Evolution could avert a future natural disaster (2)
Researcher Alexander Farnsworth anticipates that, due to natural processes, atmospheric carbon dioxide will reach levels incompatible with mammalian survival in a quarter of a billion years. He hopes that “we’d be a space-faring civilisation by that point”. But the technical challenges in managing atmospheric CO2 levels are trivial compared with those of human interplanetary flight.
The UK just exported its industrial emissions
Concern over China’s carbon emissions misses a key point. In the 1950s, when vehicle use was really beginning to take off, British models were made from steel produced domestically and from locally mined iron ore and coal (7 October, p 12).
Now, the same car could be made from ore and coal mined in Australia then sent to China’s steel mills, with the steel sent to mainland Europe and turned into cars for export to the UK. We in the UK may pat ourselves on the back for cutting carbon emissions by closing our heavy industries, but we are responsible for the far greater emissions from the transnational production of modern cars, even though that carbon isn’t emitted here.
If a lack of free will is good enough for them… (1)
I offer further arguments against the existence of free will. First of all, two of the greatest minds to have ever lived, Bertrand Russell and Albert Einstein, scoffed at the very existence of free will (30 September, p 32).

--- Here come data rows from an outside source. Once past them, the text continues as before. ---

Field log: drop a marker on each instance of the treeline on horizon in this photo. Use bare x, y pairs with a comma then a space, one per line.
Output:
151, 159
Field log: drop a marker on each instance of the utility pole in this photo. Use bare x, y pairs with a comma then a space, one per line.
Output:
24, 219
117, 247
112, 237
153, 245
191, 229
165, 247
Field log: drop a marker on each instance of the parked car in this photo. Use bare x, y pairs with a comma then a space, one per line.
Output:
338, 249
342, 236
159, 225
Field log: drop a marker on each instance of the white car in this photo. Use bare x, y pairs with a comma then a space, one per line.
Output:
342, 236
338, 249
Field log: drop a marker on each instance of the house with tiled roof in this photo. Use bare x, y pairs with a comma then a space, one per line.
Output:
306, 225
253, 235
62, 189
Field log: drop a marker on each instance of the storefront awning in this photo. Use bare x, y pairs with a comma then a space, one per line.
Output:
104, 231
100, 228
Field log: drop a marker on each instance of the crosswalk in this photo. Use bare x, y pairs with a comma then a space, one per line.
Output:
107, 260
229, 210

Secondly, many parents of more than one child will attest to how different their offspring are and how their personalities stayed the same from toddler to adult. We must acknowledge Friedrich Nietzsche, who told us that we all become who we are. Free will is just wishful thinking.

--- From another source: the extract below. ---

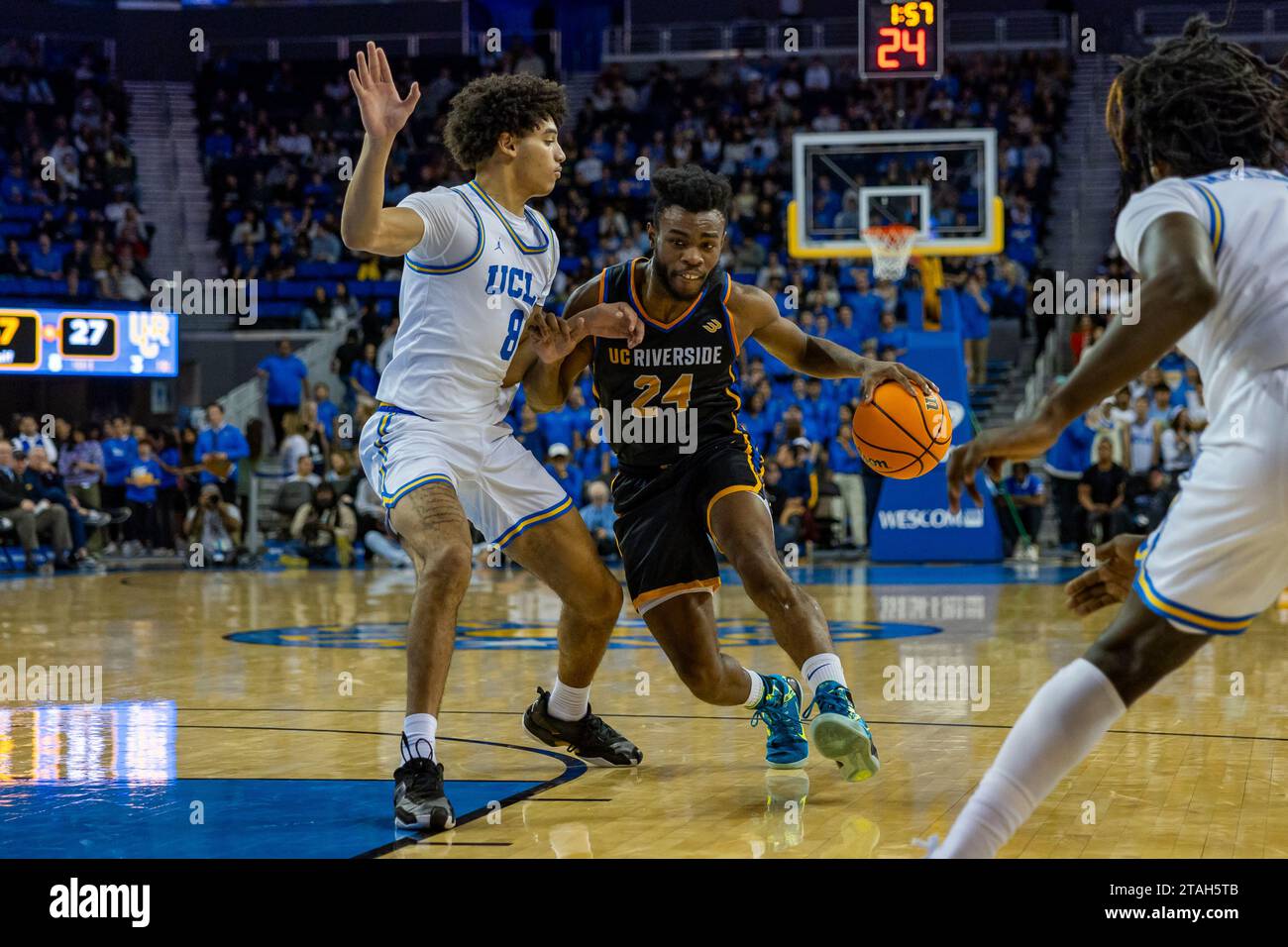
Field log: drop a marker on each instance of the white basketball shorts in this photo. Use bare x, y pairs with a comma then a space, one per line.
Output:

If a lack of free will is good enough for them…(2)
Are the forces of evolution so powerful and compelling that they negate free will? Or are they so powerful and compelling that they create free will? Either you have no choice or you have no choice but to have choice.
Where are all the old 'how to write in code' guides?
Your fascinating article about deciphering historical documents written in code made me wonder where the code-breaking sources that must have been needed by the senders and recipients of these documents are (23 September, p 40). Have none been found? No worksheets where recipients struggled to “translate” what they were given? Are there no books with guidance on how to encrypt messages, or did each author invent their own method?
Welcome clarity on human microbiome
Thank you for putting aside the hyperbolic, catchy factoids on the gut microbiome to give clear comment. There are trillions of residents in our colons, but we are still in the very early stages of defining which microbial make-ups are better or worse (7 October, p 30).
Greater microbial diversity appears to be beneficial, and this is supported by diets with fibre, or prebiotics, from a variety of plant foods: fruits, vegetables, berries, wholegrains, legumes and pulses. Microbes consumed in foods, known as probiotics, don’t affect diversity in the colon, and the European Food Safety Authority hasn’t approved any health claims for probiotic products.